Счастливо разминувшись с броненосцем и миноноской, суденышко направилось к берегам Румынии.

Об одном из боевиков Савинков писал: «Он не представлял себе своего участия в терроре иначе, как со смертельным концом, более того, он хотел такого конца: он видел в нем, до известной степени, искупление неизбежному и все-таки греховному убийству».

Такое же желание владело и Пьером Безуховым, решившимся заколоть Наполеона. «Пьер в своих мечтаниях не представлял себе живо ни самого процесса нанесения удара, ни смерти Наполеона, но с необыкновенной яркостью и с грустным наслаждением представлял себе свою погибель и свое геройское мужество».

Но Пьер и не помышлял о греховности убийства. На войне как на войне. А боевика, сколь бы он ни внушал себе — ты в тылу врага, — пригнетало то, что он выслеживает жертву и нападает словно бы из-за угла. Э, усмехнутся скептики, бесы они, и шабаш. Полноте. И бесы веруют, говорит апостол. Интеллигентная девушка объясняла Савинкову: «Почему я иду в террор? Вам не ясно? „Иже бо аще хочет душу свою спасти, погубит ю, а иже погубит душу свою Мене ради, сей спасет ю“. — И, помолчав, прибавила: — Вы понимаете, не жизнь погубит, а душу».

Признавай иль не признавай религиозную струну в душе русского террориста, но вот уж что решительно нельзя признать, так это русского почина и первенства в «террорной работе». И вовсе не потому, что апологеты родных осин клеймят русскую революционность тавром чужеродности. Кстати сказать, философ Н. Бердяев, ныне читаемый поспешно и жадно, числил национальной чертой и консерватизм, и революционность.

В конце 40-х годов текущего столетия дали нам команду бороться за русский приоритет во всех «регионах» бытия. И, боже мой, где только не носились мы выше всех, дальше всех, быстрее всех! Однако о первенстве в таком деле, как экстремизм, не заикались. Хотя именно здесь-то и достигли в сравнении с 1913 годом неслыханного энтузиазма и невиданной деловитости. Нет, не заикались. Но годы спустя такой «приоритет» подарил нам американский историк Ричард Пайпс.

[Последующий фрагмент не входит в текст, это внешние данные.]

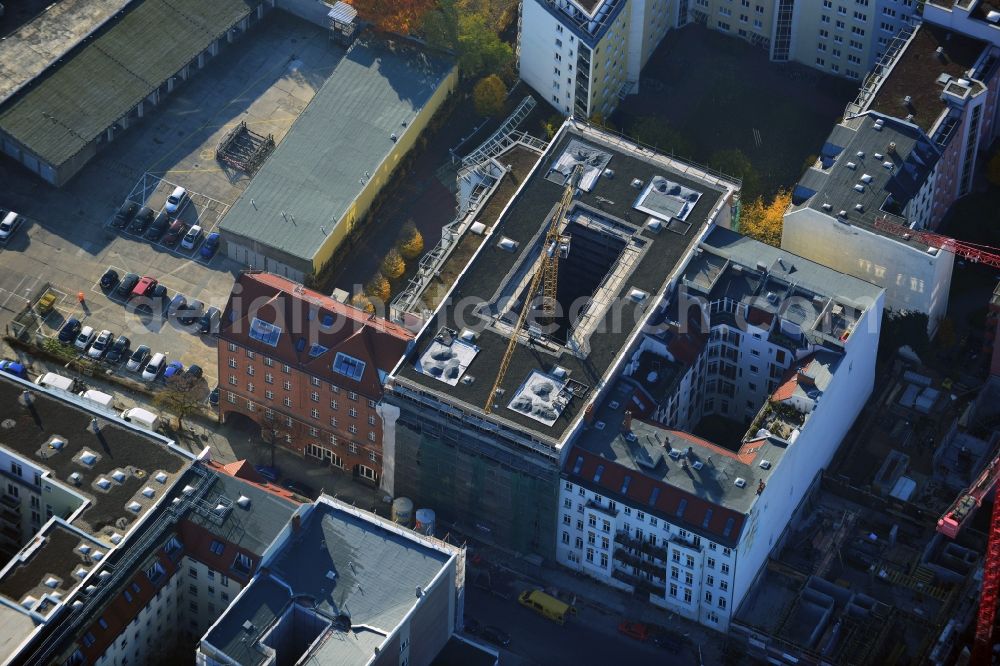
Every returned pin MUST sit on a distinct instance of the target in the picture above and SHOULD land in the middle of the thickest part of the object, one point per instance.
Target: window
(265, 332)
(348, 366)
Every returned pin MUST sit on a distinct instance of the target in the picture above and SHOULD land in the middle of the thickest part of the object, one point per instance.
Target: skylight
(348, 366)
(265, 332)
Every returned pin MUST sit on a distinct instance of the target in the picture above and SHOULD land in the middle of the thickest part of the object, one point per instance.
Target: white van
(155, 367)
(54, 380)
(175, 200)
(142, 417)
(101, 398)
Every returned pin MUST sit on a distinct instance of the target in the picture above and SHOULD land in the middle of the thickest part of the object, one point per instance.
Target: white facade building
(790, 350)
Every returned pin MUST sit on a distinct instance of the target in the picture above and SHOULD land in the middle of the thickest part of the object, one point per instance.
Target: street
(589, 638)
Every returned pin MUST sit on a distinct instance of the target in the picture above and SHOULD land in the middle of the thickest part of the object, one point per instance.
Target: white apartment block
(840, 37)
(788, 349)
(584, 56)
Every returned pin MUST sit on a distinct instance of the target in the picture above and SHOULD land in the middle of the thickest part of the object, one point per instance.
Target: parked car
(173, 369)
(158, 227)
(191, 237)
(194, 311)
(13, 368)
(154, 367)
(637, 630)
(70, 330)
(84, 338)
(268, 472)
(137, 361)
(119, 350)
(174, 233)
(142, 220)
(210, 321)
(125, 287)
(8, 225)
(144, 286)
(109, 280)
(125, 214)
(175, 200)
(101, 344)
(210, 246)
(494, 635)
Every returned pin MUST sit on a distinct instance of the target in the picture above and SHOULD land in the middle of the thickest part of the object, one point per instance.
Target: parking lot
(65, 243)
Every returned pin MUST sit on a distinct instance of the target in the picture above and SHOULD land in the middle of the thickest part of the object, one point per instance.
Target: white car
(101, 344)
(84, 339)
(155, 366)
(191, 237)
(175, 200)
(8, 225)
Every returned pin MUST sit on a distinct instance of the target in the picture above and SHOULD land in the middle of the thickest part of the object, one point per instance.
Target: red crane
(950, 524)
(983, 254)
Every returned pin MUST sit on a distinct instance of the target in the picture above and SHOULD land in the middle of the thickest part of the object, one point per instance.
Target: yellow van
(546, 605)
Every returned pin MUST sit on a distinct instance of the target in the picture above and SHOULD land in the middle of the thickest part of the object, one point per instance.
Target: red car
(636, 630)
(174, 233)
(144, 287)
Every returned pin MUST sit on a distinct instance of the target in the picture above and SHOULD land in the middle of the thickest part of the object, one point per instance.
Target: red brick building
(308, 369)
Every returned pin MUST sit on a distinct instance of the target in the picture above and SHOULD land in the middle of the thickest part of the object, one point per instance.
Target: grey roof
(492, 269)
(789, 267)
(75, 102)
(833, 182)
(137, 454)
(375, 574)
(29, 50)
(253, 528)
(305, 187)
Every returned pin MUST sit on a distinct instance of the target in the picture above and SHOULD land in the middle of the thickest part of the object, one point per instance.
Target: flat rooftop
(922, 74)
(362, 569)
(310, 181)
(870, 167)
(59, 114)
(35, 46)
(609, 280)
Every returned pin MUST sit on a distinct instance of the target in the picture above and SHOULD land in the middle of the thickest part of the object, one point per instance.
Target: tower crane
(547, 274)
(969, 251)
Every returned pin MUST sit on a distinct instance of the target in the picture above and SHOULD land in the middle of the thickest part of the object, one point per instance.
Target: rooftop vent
(507, 244)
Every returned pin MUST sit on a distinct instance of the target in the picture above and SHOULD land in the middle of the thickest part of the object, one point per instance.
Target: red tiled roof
(300, 314)
(640, 491)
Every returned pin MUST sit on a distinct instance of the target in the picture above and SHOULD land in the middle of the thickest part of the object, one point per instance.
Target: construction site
(883, 563)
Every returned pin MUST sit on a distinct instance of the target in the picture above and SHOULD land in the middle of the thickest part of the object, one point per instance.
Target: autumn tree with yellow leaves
(763, 221)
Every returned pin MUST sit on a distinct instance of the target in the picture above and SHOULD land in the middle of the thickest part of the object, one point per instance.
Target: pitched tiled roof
(307, 318)
(668, 500)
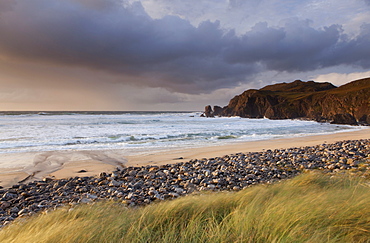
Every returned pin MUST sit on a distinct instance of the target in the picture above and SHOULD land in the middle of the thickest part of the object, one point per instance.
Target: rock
(4, 205)
(114, 183)
(142, 185)
(217, 110)
(208, 112)
(309, 100)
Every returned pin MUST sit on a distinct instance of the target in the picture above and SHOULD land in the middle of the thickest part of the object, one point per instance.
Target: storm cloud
(169, 52)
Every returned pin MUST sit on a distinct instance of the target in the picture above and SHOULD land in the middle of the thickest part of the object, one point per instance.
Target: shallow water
(135, 132)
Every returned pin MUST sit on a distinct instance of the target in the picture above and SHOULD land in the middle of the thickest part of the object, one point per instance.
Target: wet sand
(66, 164)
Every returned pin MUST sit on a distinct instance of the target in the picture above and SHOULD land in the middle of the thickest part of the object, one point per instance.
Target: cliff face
(347, 104)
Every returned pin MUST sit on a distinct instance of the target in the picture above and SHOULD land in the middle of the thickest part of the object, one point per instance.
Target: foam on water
(137, 131)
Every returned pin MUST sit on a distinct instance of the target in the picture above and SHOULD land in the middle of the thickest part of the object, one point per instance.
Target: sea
(137, 132)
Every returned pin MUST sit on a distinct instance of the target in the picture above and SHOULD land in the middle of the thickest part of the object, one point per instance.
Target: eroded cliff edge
(323, 102)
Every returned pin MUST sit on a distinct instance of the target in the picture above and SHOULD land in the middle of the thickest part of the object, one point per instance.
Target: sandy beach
(100, 161)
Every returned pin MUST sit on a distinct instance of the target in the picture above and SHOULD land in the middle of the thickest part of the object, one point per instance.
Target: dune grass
(309, 208)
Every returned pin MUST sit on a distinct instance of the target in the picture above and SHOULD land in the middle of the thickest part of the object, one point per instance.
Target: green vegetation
(309, 208)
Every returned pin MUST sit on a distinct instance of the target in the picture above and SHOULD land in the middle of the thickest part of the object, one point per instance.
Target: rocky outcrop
(324, 102)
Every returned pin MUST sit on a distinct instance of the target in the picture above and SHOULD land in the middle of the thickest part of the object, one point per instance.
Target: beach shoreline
(107, 161)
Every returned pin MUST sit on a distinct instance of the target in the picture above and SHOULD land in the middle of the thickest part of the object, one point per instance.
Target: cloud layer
(122, 39)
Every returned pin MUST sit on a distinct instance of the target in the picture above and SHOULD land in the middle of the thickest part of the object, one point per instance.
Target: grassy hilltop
(309, 208)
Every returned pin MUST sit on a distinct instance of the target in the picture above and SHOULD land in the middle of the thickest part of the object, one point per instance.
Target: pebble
(135, 186)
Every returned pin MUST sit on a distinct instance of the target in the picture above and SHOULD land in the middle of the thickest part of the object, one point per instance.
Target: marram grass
(309, 208)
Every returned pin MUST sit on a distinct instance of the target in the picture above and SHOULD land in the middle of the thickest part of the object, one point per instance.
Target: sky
(172, 54)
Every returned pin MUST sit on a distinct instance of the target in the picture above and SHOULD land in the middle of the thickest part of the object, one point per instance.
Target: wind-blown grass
(309, 208)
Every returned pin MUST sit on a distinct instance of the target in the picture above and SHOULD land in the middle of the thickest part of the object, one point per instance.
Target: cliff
(347, 104)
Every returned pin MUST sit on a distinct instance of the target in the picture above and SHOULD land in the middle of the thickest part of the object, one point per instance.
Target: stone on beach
(135, 186)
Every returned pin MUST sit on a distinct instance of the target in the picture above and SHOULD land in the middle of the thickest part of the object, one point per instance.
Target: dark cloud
(168, 52)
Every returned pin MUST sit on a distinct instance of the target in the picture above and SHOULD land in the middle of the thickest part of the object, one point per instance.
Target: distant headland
(322, 102)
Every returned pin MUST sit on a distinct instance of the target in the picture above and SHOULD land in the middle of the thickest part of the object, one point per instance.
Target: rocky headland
(135, 186)
(323, 102)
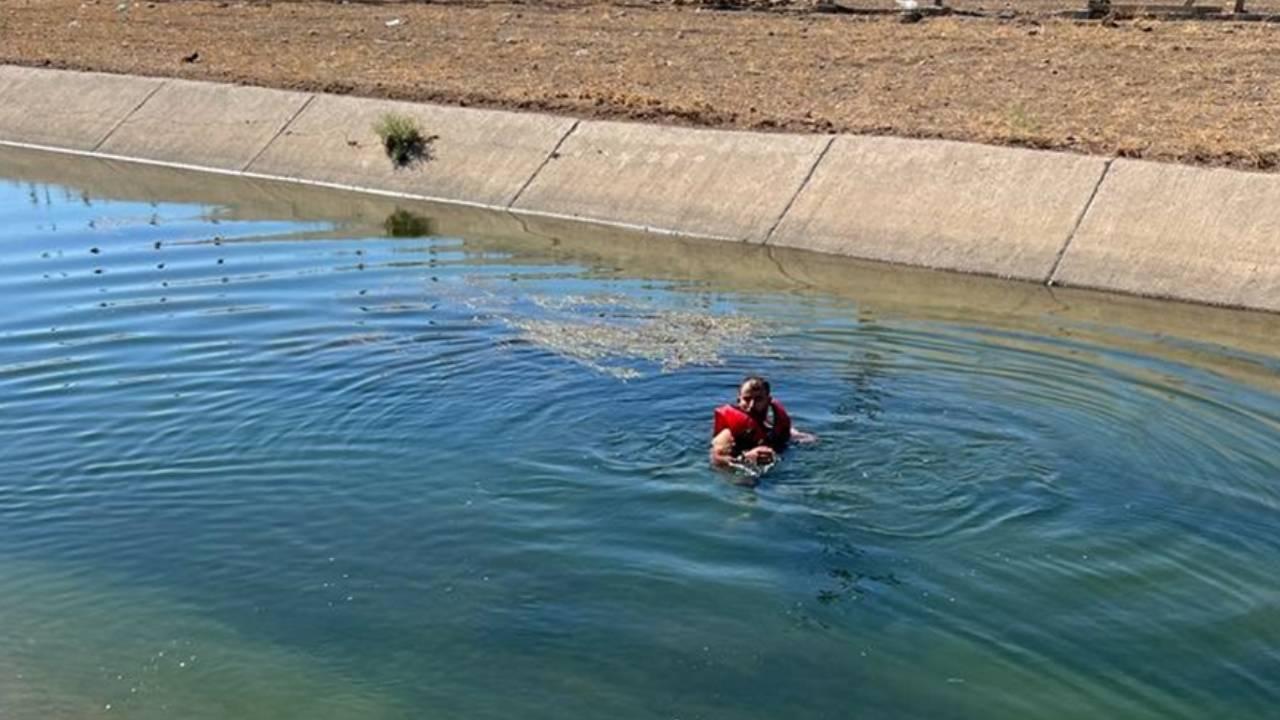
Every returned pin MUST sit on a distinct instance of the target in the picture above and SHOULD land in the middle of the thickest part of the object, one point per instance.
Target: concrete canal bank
(1143, 228)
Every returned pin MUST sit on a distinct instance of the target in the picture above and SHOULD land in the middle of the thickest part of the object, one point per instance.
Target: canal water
(278, 452)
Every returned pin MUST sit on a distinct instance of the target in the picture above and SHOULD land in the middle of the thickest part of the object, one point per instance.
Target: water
(263, 460)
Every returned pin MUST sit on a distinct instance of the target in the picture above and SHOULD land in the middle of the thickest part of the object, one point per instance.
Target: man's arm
(722, 449)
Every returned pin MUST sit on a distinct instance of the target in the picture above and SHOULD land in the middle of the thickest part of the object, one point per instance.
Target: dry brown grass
(1188, 91)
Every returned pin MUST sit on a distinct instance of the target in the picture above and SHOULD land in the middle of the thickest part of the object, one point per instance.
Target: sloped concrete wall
(1142, 228)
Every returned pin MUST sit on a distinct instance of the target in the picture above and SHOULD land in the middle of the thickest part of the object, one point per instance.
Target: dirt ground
(1205, 91)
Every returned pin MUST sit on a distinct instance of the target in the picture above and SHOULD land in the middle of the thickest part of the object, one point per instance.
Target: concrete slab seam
(355, 188)
(279, 132)
(551, 156)
(129, 114)
(804, 183)
(1079, 220)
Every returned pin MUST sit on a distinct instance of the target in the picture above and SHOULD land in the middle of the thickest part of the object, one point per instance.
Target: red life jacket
(749, 432)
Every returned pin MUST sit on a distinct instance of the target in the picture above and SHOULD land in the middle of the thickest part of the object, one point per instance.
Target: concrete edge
(1157, 287)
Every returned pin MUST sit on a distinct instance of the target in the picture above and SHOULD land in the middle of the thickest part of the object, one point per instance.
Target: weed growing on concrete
(402, 223)
(403, 140)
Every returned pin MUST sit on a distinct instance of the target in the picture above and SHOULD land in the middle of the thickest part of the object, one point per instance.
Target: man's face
(753, 400)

Ужасаясь современному западному экстремизму, и это естественно, он, будто привстав на цыпочки и вытянув шею, расслышал дальний, глухой гром, прогремевший в прошлом веке над Петербургом, — народовольцы убили Александра II. Расслышал и указал: вот откуда все пошло. (Сейчас, когда плюрализм цветет, как вешняя черемуха, нашлись в наших палестинах его единомышленники. Без них-то, говорят, без этих-то народников и прочих масонов, мы бы ого-го где бы уж были.)

Так вот, если историк забывчив, то История памятлива. Спросите, и она назовет множество террористов, множество террористических актов, явившихся миру задолго до кроваво-динамитного морока над Екатерининским каналом.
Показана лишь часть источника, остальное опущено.